Non-contrast T1 weighted images yield satisfactory details on cortical erosion and bone marrow invasion. However, contrast-enhanced T1 weighted imaging aids in the assessment of marrow invasion, perineural spread, soft tissue extent, tumor thickness, and necrotic lymph nodes. T2 weighted imaging provides useful information regarding the involvement of extrinsic muscle and floor of the mouth. STIR and DWI sequences are of great importance in visualizing lymph nodes, whereas the latter is an added advantage in assessing sub-centimetric lymph nodes.

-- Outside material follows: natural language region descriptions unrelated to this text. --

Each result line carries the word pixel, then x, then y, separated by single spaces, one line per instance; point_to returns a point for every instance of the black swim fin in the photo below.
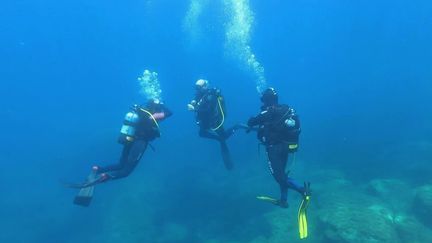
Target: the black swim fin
pixel 85 194
pixel 226 156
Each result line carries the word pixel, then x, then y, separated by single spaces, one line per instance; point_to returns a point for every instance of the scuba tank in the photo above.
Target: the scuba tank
pixel 130 123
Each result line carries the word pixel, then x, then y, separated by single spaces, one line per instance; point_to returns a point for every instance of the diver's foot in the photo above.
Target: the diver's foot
pixel 306 193
pixel 95 169
pixel 282 204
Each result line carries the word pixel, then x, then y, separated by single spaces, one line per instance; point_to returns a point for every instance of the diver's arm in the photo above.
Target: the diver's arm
pixel 259 119
pixel 165 113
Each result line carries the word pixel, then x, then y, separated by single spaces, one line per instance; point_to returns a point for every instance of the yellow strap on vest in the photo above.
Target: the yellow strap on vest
pixel 151 116
pixel 222 113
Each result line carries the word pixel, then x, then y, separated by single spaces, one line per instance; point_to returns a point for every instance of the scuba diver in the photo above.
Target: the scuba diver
pixel 278 128
pixel 209 108
pixel 140 126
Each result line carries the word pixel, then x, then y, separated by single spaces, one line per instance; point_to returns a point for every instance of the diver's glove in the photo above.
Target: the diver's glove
pixel 251 124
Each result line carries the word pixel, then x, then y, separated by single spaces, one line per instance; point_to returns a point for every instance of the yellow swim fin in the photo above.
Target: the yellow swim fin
pixel 302 219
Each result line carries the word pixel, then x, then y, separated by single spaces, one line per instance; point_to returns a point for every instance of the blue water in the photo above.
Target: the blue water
pixel 358 73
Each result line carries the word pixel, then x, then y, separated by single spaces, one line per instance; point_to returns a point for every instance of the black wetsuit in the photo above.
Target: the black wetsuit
pixel 210 115
pixel 146 131
pixel 279 140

Few specific lesion characteristics can aid in narrowing the differential diagnosis. Solid high-density lesions in the midline mostly represent lingual thyroids. These lesions may be verified with nuclear imaging. Calcifications likely indicate goitrous transformation. Phleboliths are highly suggestive of venous malformations. Multilocular, thin-rim enhancing cystic lesions are indicative of lymphatic malformations, primarily when fluid-fluid levels are found. Fat/calcium content within a complex cystic lesion is specific for a dermoid cyst, whereas diffusion restriction within a single cystic lesion is suggestive of an epidermoid cyst. Finally, when a lesion is Trans spatial, three differentials to be considered are - highly aggressive malignancies, congenital masses & aggressive infections. Although MRI is a more sensitive modality, CT is the most commonly used investigation for pre-operative planning & postoperative follow-up. Plain CT is useful in assessing the involvement of adjacent bones, while MRI is helpful in identifying the flow voids, the extent of soft tissue involvement & neurovascular bundle assessment.